At this point I am treating the market identically to how I viewed it in the second half of May; one big range divided into two sub ranges. The big range being 1040 to the 200 day exponential moving average (let's call it 1100) i.e. 60 points. 1070 seems to be the dividing point because that mirrored Dow 10,000 in May... wheras now there is some variance as the Dow has outperformed the S&P 500 (i.e. S&P 1070 = Dow 10,075 or so). Either way, the 2 sub ranges will be 1040 to 1070, and 1070 to 1100. As you get to the lower end of that sub range the thinking is to lighten up on short exposure and then pounce if you break to the lower end of the other sub range... i.e. lighten up near 1071-1072 and then remount if the market breaks to 1068 and press for a move to 1040. Or if one wants to be very aggressive, you can even go long as we come into the support of 1070, trying to catch an oversold bounce nearer to 1100.
[click to enlarge]
I prefer to play the primary trend (which is down), rather than to get very cute and try to catch both the up and down moves since it just increases the degree of difficulty and opens up more chances for mistakes. But as we type, we are sitting at the low end of subrange #1. Either 1070 holds or does not. A very aggressive player would lift shorts here and try to play a bounce I suppose, with a tight stop just below 1070. I would have much preferred to see a big down open today to shake everyone's hopes as that would have been a good place to trying some long side forays, at least for a quick trade. But with the up open, it's just "meh" as we are in the middle of the 60 point range. We can go up 30 S&P points from 1070 and still it would mean nothing, while 30 points down just takes us to the long term support.
The market is having a terrible week, down about 4% and trading in yet another huge weekly range of 60 S&P points. Just as we have in many of the previous 3-4 weeks. Completely bipolar action and impossible to build intermediate positions in this environment.
Longer term, caution reigns again as long as we're below the 200 day moving average(s). That does not mean necessarily to be all out short or try to score a 10% win for the portfolio on the downside. It means capital preservation as first priority and monetary gains on top of preservation is the cherry on top. Making up a 3% loss is much easier than a 13% loss.
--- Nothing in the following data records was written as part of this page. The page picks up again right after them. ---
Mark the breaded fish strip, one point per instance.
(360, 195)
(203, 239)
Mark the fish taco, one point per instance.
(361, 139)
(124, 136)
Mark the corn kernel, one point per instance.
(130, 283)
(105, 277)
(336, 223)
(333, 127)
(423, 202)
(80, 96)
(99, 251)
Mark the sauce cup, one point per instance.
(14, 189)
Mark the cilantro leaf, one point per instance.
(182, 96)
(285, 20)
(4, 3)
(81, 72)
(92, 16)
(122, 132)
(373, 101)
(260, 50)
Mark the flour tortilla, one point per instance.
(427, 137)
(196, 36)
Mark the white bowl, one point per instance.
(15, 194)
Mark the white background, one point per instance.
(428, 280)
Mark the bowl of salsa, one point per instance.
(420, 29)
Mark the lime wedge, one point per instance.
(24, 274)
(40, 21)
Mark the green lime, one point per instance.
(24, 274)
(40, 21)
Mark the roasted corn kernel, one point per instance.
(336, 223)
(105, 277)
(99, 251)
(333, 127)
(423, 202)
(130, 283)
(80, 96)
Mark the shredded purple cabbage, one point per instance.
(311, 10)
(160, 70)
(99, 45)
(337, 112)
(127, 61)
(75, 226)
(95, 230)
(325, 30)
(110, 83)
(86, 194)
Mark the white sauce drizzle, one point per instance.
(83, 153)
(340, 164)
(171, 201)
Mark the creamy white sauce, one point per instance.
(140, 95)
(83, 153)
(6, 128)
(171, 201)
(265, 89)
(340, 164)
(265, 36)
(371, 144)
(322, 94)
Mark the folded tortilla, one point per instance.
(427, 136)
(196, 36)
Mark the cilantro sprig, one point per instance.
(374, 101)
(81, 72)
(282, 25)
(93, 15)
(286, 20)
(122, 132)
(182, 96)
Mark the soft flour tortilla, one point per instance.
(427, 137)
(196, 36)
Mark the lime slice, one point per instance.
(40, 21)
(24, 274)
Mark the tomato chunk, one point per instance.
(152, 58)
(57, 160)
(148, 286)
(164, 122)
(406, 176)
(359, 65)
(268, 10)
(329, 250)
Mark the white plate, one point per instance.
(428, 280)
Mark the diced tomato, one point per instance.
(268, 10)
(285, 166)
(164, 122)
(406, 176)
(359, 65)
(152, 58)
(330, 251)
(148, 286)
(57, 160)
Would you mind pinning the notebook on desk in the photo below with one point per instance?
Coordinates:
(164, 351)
Prone for an oversold bounce yet again? Surely the odds increase after such a large drop. Financial 'reform' is now done, so its off the table as an uncertainty and now the oligarch's lawyers get to work, running circles around the 1900 page document and effectively neutering it. G20 meeting this weekend where much hot air will be circulated.... hopefully won't melt the polar ice caps further.